Figure 4. Anti-rPCN_full antibody reactivity on the yeast cell surface.

Fluorescence labeling with anti-rPCN_full (Panel A–D) was evenly distributed over the yeast cell surface, with more intense labeling in some budding regions. Panel D is the merge of panels B and C.

Figure 5. Fungal burden, granuloma incidence, and histopathology in infected mice that received prophylactic administration of rPCN_full.

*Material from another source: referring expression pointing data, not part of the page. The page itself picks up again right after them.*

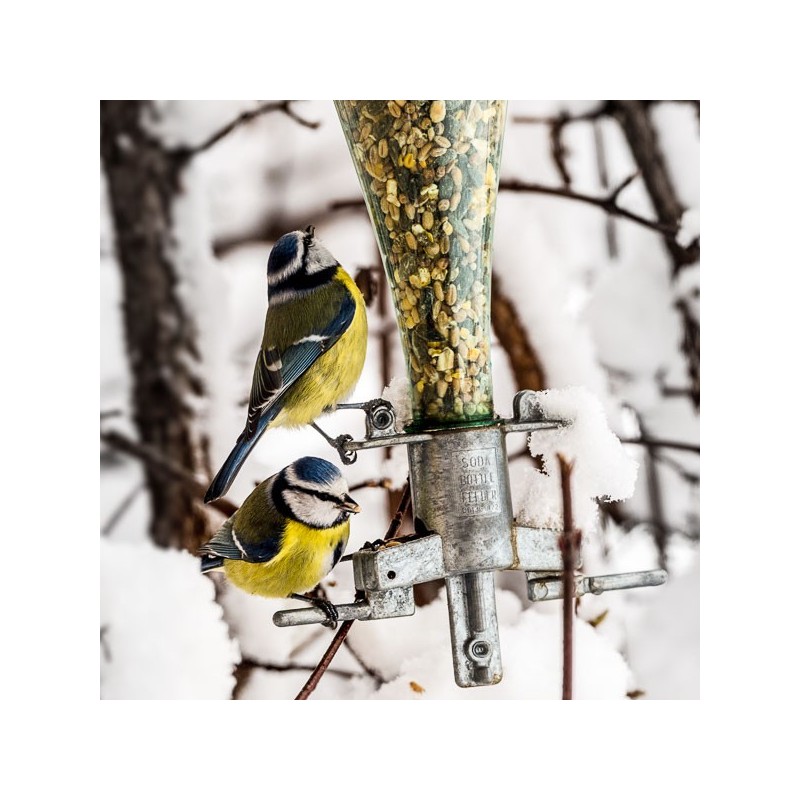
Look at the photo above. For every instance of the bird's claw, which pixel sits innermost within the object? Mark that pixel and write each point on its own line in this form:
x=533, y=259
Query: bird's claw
x=347, y=456
x=330, y=612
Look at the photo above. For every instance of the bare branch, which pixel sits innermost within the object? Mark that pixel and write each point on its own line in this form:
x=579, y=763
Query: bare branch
x=564, y=118
x=373, y=673
x=394, y=525
x=325, y=661
x=525, y=363
x=165, y=467
x=607, y=203
x=558, y=150
x=183, y=154
x=383, y=483
x=341, y=634
x=662, y=443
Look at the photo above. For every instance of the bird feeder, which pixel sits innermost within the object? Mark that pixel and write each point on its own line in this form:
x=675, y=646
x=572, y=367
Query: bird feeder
x=429, y=173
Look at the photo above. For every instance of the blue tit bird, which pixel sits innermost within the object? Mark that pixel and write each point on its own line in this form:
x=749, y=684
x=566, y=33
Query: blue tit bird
x=314, y=345
x=287, y=535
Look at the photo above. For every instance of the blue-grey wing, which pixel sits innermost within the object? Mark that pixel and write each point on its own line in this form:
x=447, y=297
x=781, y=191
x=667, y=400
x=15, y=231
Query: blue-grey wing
x=276, y=371
x=227, y=544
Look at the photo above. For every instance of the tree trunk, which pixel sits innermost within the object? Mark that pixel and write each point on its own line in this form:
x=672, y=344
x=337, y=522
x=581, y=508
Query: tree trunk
x=143, y=180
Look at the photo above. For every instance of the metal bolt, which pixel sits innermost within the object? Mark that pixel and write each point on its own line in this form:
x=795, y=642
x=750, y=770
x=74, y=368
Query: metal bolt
x=382, y=418
x=479, y=650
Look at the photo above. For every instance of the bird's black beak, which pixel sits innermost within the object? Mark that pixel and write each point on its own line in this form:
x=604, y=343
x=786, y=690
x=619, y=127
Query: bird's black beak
x=348, y=504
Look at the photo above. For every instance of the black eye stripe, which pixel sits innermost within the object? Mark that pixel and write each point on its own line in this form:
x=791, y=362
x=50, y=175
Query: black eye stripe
x=330, y=498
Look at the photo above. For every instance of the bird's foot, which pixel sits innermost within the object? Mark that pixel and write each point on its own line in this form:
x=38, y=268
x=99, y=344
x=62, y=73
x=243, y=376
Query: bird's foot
x=325, y=605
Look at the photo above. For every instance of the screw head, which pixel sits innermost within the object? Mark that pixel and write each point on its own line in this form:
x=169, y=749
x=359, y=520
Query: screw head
x=479, y=650
x=382, y=418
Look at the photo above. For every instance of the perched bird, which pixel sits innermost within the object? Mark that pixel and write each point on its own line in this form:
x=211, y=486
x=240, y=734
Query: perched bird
x=287, y=535
x=312, y=353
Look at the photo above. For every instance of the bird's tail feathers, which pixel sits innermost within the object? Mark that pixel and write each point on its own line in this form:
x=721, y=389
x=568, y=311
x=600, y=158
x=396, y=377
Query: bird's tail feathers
x=233, y=463
x=209, y=563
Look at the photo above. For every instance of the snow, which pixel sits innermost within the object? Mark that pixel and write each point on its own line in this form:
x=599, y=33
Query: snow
x=634, y=323
x=608, y=337
x=162, y=634
x=532, y=656
x=602, y=468
x=669, y=633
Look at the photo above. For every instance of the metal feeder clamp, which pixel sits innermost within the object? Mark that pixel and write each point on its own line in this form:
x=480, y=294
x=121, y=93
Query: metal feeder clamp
x=429, y=173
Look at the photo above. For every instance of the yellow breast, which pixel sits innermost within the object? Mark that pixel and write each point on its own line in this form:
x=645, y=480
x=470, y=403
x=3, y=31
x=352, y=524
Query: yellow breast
x=335, y=373
x=305, y=558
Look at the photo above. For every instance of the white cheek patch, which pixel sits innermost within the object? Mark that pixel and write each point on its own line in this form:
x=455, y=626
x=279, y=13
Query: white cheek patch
x=274, y=278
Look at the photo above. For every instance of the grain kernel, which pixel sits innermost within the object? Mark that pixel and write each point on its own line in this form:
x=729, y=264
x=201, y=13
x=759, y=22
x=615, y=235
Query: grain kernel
x=438, y=110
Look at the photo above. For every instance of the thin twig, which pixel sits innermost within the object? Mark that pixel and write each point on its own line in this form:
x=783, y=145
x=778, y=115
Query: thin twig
x=691, y=478
x=182, y=154
x=602, y=174
x=558, y=150
x=373, y=673
x=252, y=663
x=569, y=542
x=383, y=483
x=167, y=468
x=397, y=521
x=341, y=634
x=121, y=510
x=325, y=661
x=663, y=444
x=512, y=335
x=564, y=118
x=607, y=203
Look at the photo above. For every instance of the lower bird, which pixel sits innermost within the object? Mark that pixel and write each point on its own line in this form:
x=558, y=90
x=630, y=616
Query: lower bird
x=287, y=535
x=314, y=345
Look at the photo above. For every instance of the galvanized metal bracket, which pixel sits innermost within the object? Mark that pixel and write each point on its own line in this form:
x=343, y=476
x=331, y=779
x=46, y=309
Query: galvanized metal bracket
x=461, y=495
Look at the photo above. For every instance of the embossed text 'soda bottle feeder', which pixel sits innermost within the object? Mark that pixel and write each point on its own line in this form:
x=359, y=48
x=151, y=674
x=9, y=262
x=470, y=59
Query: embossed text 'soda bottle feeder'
x=429, y=173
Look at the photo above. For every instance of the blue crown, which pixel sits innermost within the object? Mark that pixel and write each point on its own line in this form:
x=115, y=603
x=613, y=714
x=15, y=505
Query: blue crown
x=315, y=470
x=284, y=251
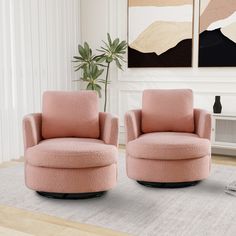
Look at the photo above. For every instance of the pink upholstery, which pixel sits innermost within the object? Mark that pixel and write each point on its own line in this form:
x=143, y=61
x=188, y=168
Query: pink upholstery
x=168, y=156
x=70, y=114
x=32, y=130
x=202, y=123
x=169, y=146
x=71, y=153
x=158, y=107
x=164, y=171
x=70, y=180
x=69, y=163
x=133, y=124
x=109, y=125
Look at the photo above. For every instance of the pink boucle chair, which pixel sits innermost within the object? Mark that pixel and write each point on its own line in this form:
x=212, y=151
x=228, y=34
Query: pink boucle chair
x=71, y=147
x=168, y=142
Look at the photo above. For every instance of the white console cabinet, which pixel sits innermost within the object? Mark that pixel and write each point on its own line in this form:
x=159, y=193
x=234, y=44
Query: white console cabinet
x=224, y=133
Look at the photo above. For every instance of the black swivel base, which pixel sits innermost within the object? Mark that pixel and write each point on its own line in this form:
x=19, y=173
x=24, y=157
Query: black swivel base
x=168, y=185
x=71, y=196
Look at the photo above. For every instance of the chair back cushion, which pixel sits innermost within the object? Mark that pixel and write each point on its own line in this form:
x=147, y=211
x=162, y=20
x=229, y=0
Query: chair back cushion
x=70, y=114
x=167, y=110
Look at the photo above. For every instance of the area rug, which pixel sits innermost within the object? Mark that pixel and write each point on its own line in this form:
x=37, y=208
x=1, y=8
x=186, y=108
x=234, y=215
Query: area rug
x=200, y=210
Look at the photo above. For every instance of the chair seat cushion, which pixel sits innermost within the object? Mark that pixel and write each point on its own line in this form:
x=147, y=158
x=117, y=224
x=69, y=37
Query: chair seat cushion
x=71, y=153
x=168, y=146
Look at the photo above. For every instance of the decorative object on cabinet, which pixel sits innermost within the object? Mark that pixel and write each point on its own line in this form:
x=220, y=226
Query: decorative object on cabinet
x=160, y=33
x=217, y=108
x=224, y=131
x=217, y=39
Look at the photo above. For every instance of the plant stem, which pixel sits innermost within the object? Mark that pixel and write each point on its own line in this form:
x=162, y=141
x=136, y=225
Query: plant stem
x=106, y=83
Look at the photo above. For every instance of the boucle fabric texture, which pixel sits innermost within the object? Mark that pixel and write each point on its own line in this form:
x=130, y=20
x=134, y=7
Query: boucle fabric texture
x=168, y=146
x=70, y=114
x=70, y=180
x=71, y=164
x=168, y=156
x=168, y=170
x=71, y=153
x=167, y=110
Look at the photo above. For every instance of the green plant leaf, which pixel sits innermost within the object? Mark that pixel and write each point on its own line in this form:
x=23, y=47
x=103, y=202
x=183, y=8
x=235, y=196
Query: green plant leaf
x=109, y=39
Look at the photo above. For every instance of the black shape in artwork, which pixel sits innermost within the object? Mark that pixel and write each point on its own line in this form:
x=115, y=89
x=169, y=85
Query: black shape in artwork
x=178, y=56
x=216, y=50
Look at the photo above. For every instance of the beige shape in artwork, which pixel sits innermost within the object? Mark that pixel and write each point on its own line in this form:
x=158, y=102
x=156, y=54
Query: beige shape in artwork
x=159, y=3
x=230, y=31
x=161, y=36
x=215, y=11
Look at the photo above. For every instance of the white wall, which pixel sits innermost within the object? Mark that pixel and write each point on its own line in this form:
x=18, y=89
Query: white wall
x=99, y=17
x=37, y=41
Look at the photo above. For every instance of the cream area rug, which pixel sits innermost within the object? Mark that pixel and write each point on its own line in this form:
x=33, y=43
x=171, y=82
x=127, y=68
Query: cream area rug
x=200, y=210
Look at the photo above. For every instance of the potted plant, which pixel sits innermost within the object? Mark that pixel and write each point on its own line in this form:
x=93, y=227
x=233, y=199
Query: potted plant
x=93, y=66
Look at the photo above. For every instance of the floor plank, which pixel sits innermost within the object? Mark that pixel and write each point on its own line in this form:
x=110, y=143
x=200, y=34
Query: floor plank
x=37, y=224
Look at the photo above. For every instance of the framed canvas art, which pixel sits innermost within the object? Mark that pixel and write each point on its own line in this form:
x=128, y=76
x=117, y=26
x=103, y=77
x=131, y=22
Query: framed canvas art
x=217, y=33
x=160, y=33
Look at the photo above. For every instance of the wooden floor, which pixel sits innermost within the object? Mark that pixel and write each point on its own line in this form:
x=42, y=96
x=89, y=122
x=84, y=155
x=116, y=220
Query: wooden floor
x=18, y=222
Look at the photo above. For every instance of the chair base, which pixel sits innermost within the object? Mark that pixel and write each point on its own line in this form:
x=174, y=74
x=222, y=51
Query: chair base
x=168, y=185
x=71, y=196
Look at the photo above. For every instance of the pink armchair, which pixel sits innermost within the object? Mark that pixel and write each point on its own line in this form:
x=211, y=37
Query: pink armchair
x=71, y=147
x=168, y=142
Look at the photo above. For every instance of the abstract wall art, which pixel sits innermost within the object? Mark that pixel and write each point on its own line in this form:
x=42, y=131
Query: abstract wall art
x=217, y=39
x=160, y=33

Mice were infected (i.v.) with 10⁶ P. brasiliensis yeast cells and analysis was performed on day 30 after infection. Panel A: Pulmonary CFU recovery. Each group of five mice was either not treated (injected with vehicle [PBS]) or prophylactically treated according to protocol G1, G2, G3, or G4. Panel B: Morphometric analysis of lung sections in terms of granulomas/mm² of tissue, and according area of granuloma. Bars depict the means and SD. *P<0.05 versus the PBS group. Panel C: Lung histopathology of infected mice that received prophylactic administration of rPCN_full. Mice were infected (i.v.) with 10⁶ P. brasiliensis yeast cells and analysis was performed on day 30 after infection. The panels show representative lung sections from mice that were infected and not treated (PBS), or infected and prophylactically treated according to protocol 1 (G1), protocol 2 (G2), protocol 3 (G3), and protocol 4 (G4).

Figure 6. Prophylactic administration of rPCN_full increases proinflammatory cytokines and NO production.

Mice were infected (i.v.) with 10⁶ P. brasiliensis yeast cells and analysis was performed 30 days after infection. IL-12p40 (A), IL-12p70 (B), TNF-α (C), IFN-γ (D), IL-4 (E), IL-10 (F), and NO (G) levels were measured in lung homogenates. Data are reported as the mean and SD of five mice per group and the experiments were performed in triplicate. *P<0.05 versus the PBS group.